Le peuple ne veut pas être opprimé, les grands veulent l'opprimer. On voit qu'aucun de ces deux groupes n'a une fin à la fois positive et bonne, qu'aucun de ces deux groupes ne vise un bien. Certes le désir du peuple est tout à fait innocent : il ne désire pas être opprimé. Machiavel va même jusqu'à louer son "honnêteté", au moins relative. Le désir (ou la fin) du peuple est plus honnête que celui des grands. Mais c'est d'une bonté toute passive ou négative qu'il s'agit. Cela dit Machiavel, en dévalorisant radicalement les prétentions des grands à la "vertu" et en faisant du peuple le support de la seule "honnêteté" que l'on puisse trouver dans la cité, est le premier penseur démocratique.

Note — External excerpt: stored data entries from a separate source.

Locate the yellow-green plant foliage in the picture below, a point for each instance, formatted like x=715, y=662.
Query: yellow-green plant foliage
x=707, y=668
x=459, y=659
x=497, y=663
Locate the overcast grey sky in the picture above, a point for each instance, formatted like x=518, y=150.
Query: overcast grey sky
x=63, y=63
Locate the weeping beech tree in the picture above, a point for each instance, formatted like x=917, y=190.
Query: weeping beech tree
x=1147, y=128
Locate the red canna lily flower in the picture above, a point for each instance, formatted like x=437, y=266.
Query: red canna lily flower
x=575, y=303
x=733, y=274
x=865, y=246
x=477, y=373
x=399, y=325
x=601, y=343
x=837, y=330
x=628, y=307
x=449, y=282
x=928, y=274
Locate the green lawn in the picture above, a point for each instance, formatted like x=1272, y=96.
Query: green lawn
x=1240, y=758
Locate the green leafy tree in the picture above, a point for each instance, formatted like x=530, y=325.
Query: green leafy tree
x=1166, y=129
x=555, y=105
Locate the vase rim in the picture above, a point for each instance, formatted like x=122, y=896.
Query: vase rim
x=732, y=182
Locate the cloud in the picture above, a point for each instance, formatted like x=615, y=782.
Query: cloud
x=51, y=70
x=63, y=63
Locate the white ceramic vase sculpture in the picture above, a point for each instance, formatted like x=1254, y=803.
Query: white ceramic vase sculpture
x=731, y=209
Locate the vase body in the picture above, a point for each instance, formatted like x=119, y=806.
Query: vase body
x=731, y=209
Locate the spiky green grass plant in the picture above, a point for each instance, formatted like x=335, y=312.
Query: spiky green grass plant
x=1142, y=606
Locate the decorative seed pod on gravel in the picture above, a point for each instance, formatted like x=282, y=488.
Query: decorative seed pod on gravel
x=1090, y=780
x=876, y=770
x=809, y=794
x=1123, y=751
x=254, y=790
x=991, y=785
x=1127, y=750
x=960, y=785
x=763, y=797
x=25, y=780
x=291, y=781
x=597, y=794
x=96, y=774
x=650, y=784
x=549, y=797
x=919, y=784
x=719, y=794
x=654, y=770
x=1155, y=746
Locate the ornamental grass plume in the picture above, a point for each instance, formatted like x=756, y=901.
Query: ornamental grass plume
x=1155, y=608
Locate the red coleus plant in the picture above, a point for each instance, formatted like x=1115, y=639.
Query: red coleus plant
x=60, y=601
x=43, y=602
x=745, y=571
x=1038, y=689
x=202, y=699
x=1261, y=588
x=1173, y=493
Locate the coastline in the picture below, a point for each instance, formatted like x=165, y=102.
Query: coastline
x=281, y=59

C'est ce décri et ce déclin de l'idée de bien qui coincide avec l'assomption de l'idée du peuple.
Par ailleurs, ce médium de communication entre le philosophe et la cité, le bien, disparaît. Le "philosophe" est totalement extérieur à la cité. Il la comprend mieux qu'elle ne se comprend elle-même. Or adopter ce point de vue, c'est poursuivre l'Eglise sur son propre terrain. Machiavel occupe cette position pour, de là, attaquer ce qui fonde à la fois la consistance autonome de l'Eglise et son droit d'intervention dans la cité : l'idée de bien. Une fois que le corps politique aura été interprété comme une totalité close advenue grâce à la violence fondatrice et préservatrice, il sera établi que le "bien" apporté par l'Eglise tend à détruire plutôt qu'à perfectionner la cité, que le bien n'a pas de support dans la nature des choses humaines.
Machiavel est plus un réformateur religieux -- anti religieux -- qu'un philosophe : il veut changer les maximes qui gouvernent effectivement les hommes. En cela, il est le premier grand penseur du libéralisme.